Thursday, 30 April 2015

Justice: Malala Yousafzai's attackers sentenced to life in Prison.

Ten men who plotted an attack on a Pakistani activist and future Nobel Peace Prize winner Malala Yousafzai have been sentenced to life in prison.

On Oct. 9, 2012, Malala Yousafzai, then 15, and two classmates were shot by a Taliban gunman in Swat, Pakistan. Militants behind the attack were identified last year, as The Pakistan army,they were members of a group called “Shura,” part of the nation’s Taliban.

An anti-terrorism court in Swat sentenced the men on Wednesday.
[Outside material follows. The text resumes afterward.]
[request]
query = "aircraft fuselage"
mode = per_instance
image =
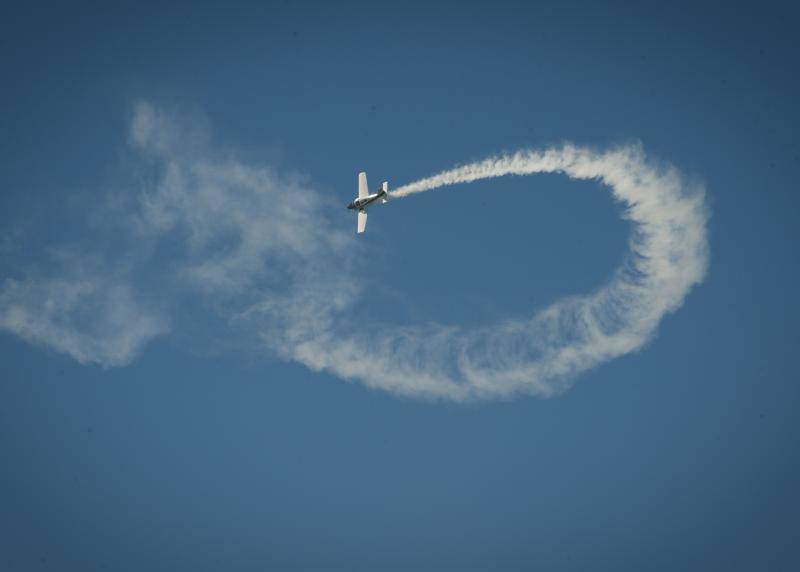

Authorities were criticized for the long investigation.

“This is a routine problem in Pakistan,” Pakistani political scientist Hasan-Askari Rizvi told the Daily Beast in 2012. “We don’t have proper investigations, our prosecutors are ill-equipped to handle terrorism cases, and there is no system to protect witnesses so no one speaks up.”

Some also sympathized with the attackers.

“People don’t want to speak out against these people because they agree with their ideology,” Rizvi said. “In those cases, many witnesses prefer to withhold evidence.”

Yousafzai, the author of the acclaimed book “I am Malala: The Girl Who Stood Up for Education and Was Shot by the Taliban,” won a Nobel Peace Prize in 2014. In the book, she wrote of the power of education in Pakistan education threatened by extremist groups.

“For us girls that doorway was like a magical entrance to our own special world,” she wrote. “As we skipped through, we cast off our headscarves like winds puffing away clouds to make way for the sun than ran helter-skelter up the steps.”

“Despite her youth, Malala … has already fought for several years for the right of girls to education, and has shown by example that children and young people, too, can contribute to improving their own situations,” the Nobel committee wrote. “This she has done under the most dangerous circumstances.”

Yousafzai, fearing for her safety in Pakistan, now lives in the United Kingdom, where she received medical treatment after she was shot.

“I want to tell the students of U.K. to think that it is very precious, it’s very prestigious, to go to school,” she said in 2013. “Reading a book, having a pen in our hands, studying, sitting in a classroom is something very special for us because once we were deprived from it and because what we have seen in Swat.”

“Her new life continues to divide Pakistani public opinion,” reporter Saim Saeed wrote in Pakistan’s English-language Express Tribune last year, as The Washington Post’s Richard Leiby and Karla Adam reported. “Some see her position as Western stooge only cemented; her well-wishers see her as a powerful force to both combat religious extremism as well as an advocate for women’s rights.”